Univariate logistic regression analysis showed significant associations with the dependent variable (NIA-AA stage 2) for amnestic MCI (n = 144) (OR = 5.7, CI 3.1-10.6, p = 0.001), age at inclusion (OR = 1.1, CI 1.0-1.1, p = 0.001), for the MCI condition requiring two or more tests below T = 40 in any cognitive domain (n = 152) (OR = 3.9, CI 2.1-7.0, p = 0.001) and for the condition requiring one test or more similar to or below T = 35 in any cognitive domain (NIA-AA MCI criterion) (n = 204) (OR = 2.9, CI 1.6-5.4, p = 0.001) (Table 3). Only the amnestic variant of MCI (OR = 4.4, CI 1.9-10.4, p = 0.001) and age at inclusion (OR = 1.1, CI 1.0-1.1, p = 0.007) remained significant in the multivariate analysis. Similar results were revealed both in univariate and in multivariate analysis with abnormal levels of T-tau, P-tau, and Aβ₄₂ as dependent variables. In multivariate analysis the association was significant for all the variables with the amnestic variant of MCI, T-tau (OR = 3.1, CI 1.7-5.9, p = 0.001), P-tau (OR = 2.1, CI 1.1-4.1, p = 0.023), and Aβ₄₂ (OR = 2.2, CI 1.2-4.0, p = 0.01). Similar findings were evident for age at inclusion, T-tau (OR = 1.0, CI 1.0-1.1, p = 0.014), P-tau (OR = 1.1, CI 1.0-1.1, p = 0.001) as well as Aβ₄₂ (OR = 1.1, CI 1.0-1.1, p = 0.001). Additionally, abnormal level of Aβ₄₂ was in multivariate analysis significantly associated with the MCI condition requiring two or more tests below T = 40 in any cognitive domain (OR = 2.3, CI 1.2-4.4, p = 0.017).

DISCUSSION

The main finding of this study is that amnestic MCI, including at least one memory test below T-score 40, outperformed both the conventional NIA-AA MCI criterion and the MCI condition similar to the criterion suggested by Bondi et al. and Edmonds et al. [3, 4]. Amnestic MCI was the only MCI criterion that was significantly associated with the biomarker pattern of NIA-AA stage 2 in multivariate regression analysis. While the odds ratio for occurrence of NIA-AA stage 2 was high (OR: 4.4) for patients classified according to amnestic MCI, it was associated with a low probability of NIA-AA stage 2 (OR: 0.5) for patients classified according to the conventional NIA-AA MCI criterion. Age at inclusion was also slightly associated (OR: 1.1) with the biomarker pattern of NIA-AA stage 2.

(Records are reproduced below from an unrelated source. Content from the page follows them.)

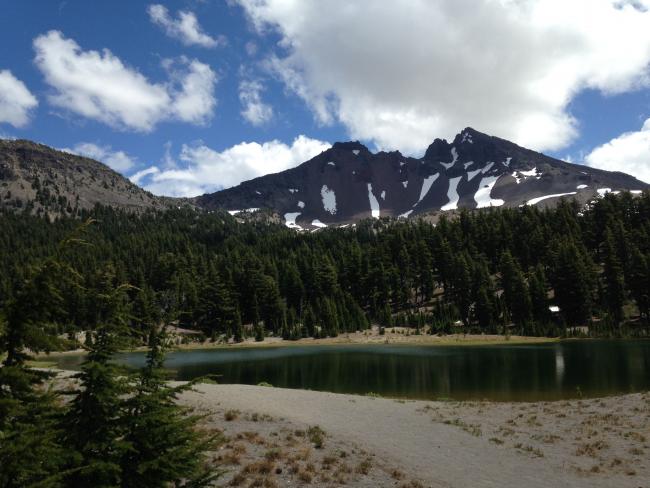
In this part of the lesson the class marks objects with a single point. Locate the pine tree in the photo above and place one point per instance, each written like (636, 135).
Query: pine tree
(572, 284)
(94, 424)
(614, 280)
(538, 295)
(165, 447)
(30, 449)
(516, 292)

Similar results were also evident when the same independent variables (age, years of education and abnormal levels of CSF T-tau, P-tau, and Aβ₄₂) were tested independently in multivariate analysis against the employed MCI criteria. Of particular interest is that the conventional MCI criterion was not associated with any of the independent variables in the multivariate analysis.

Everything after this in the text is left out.